It was the most surreal of Mexican moments: a man clad in cowboy hat lassoing a tiger on the sidewalk of a suburban Guadalajara street.
In a 23-second video shot from a passing car, the tiger can be seen trotting along a sidewalk, while the man with the lasso – along with another carrying a folding chair and a third man – chased the feline.
“Diós mio!” exclaimed a woman on the video, shot from the safety of a passing car.
“How are they going to catch it,” a second woman in the car asked nervously. “I don’t know,” her friend responded.
The footage shows a car pulling over in front of the tiger, blocking the sidewalk and forcing the animal to turn around. The man with the lasso then twirled it above his head and threw the rope around the tiger’s neck – just off camera – as the animal tried to dart off down the street.
The short video has been viewed thousands of times, and offered Mexicans an absurd respite from the Covid-19 crisis, during which there have been more than 42,000 infections, and a brief return to the strange news cycles Mexico has seemed to perpetually produce.
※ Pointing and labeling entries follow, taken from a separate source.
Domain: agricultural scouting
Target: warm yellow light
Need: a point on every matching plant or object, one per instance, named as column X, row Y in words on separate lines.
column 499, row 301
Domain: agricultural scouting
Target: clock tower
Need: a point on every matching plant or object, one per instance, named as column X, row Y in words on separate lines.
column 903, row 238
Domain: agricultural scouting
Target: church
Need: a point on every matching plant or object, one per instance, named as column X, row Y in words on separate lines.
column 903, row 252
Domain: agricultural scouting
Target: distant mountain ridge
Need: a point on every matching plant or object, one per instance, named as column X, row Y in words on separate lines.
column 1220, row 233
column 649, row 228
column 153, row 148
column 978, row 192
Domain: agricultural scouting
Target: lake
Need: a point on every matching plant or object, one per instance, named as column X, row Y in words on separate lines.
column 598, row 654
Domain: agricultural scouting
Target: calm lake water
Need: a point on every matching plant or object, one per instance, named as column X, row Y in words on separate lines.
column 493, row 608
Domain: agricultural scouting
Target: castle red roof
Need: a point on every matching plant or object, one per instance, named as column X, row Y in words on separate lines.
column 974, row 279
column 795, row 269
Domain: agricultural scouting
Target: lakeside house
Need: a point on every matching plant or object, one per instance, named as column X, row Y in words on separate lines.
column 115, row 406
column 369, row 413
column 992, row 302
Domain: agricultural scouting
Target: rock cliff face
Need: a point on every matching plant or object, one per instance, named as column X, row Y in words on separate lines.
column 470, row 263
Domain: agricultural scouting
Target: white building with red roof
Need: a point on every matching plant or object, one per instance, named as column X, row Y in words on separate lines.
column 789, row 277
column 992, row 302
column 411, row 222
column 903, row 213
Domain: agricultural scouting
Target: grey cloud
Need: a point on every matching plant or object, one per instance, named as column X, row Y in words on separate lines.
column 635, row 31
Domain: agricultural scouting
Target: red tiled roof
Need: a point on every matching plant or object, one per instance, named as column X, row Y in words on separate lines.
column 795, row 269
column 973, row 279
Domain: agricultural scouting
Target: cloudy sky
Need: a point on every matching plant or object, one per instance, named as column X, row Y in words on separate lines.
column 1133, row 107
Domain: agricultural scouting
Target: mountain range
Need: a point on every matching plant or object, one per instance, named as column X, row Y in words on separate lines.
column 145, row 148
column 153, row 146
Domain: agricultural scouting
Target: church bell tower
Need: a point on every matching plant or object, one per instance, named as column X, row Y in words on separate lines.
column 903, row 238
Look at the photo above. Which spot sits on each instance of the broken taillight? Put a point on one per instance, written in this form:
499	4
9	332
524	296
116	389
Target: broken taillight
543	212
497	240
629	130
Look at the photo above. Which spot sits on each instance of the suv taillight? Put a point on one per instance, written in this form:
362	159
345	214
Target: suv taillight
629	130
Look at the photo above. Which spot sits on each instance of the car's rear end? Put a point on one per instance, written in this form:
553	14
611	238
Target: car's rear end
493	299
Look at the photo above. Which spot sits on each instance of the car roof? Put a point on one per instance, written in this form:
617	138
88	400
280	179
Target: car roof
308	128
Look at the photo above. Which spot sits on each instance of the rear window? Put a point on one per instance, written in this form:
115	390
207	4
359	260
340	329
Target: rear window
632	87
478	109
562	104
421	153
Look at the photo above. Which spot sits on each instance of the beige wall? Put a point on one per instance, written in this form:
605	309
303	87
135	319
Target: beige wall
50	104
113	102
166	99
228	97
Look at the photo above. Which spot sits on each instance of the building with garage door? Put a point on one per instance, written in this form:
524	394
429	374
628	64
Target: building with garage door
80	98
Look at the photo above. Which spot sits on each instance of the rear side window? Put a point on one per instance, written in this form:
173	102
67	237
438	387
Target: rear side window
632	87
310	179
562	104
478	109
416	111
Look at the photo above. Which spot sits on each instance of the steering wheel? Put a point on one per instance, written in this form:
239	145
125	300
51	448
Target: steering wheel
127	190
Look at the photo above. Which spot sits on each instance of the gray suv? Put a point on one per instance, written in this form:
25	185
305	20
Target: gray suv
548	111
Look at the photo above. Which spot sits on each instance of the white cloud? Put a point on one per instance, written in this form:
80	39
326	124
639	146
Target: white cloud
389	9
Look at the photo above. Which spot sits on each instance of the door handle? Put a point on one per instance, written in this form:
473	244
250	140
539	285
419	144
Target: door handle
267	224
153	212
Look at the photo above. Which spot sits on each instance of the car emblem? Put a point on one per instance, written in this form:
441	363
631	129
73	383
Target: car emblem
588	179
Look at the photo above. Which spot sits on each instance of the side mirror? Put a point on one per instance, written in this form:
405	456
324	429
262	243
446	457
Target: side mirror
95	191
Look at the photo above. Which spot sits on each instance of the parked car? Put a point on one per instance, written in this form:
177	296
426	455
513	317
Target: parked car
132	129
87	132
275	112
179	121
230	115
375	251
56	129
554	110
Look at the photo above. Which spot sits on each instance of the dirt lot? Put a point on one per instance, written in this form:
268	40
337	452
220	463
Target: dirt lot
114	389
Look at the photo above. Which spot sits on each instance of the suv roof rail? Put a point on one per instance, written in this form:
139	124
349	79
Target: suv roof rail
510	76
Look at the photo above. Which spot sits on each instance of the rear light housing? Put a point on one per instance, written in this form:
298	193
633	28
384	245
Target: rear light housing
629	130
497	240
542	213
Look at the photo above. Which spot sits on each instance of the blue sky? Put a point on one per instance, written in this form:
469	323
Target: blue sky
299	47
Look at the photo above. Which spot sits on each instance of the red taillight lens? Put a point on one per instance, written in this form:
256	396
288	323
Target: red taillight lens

“Tiger King, Mexico version?” asked one tweet.
Others speculated on who might own a tiger since Mexican circuses are no longer to use animals in their shows. Some drug cartel bosses are believed to keep to keep wild animals as pets.
Details on the tiger and the men pursuing it remain scant. None of the three men has been identified and none has spoken to the press. The tiger escaped on Tuesday from a private residence in the Guadalajara suburb of Tlaquepaque, according to the local government, which had sent out its fire department in response to calls.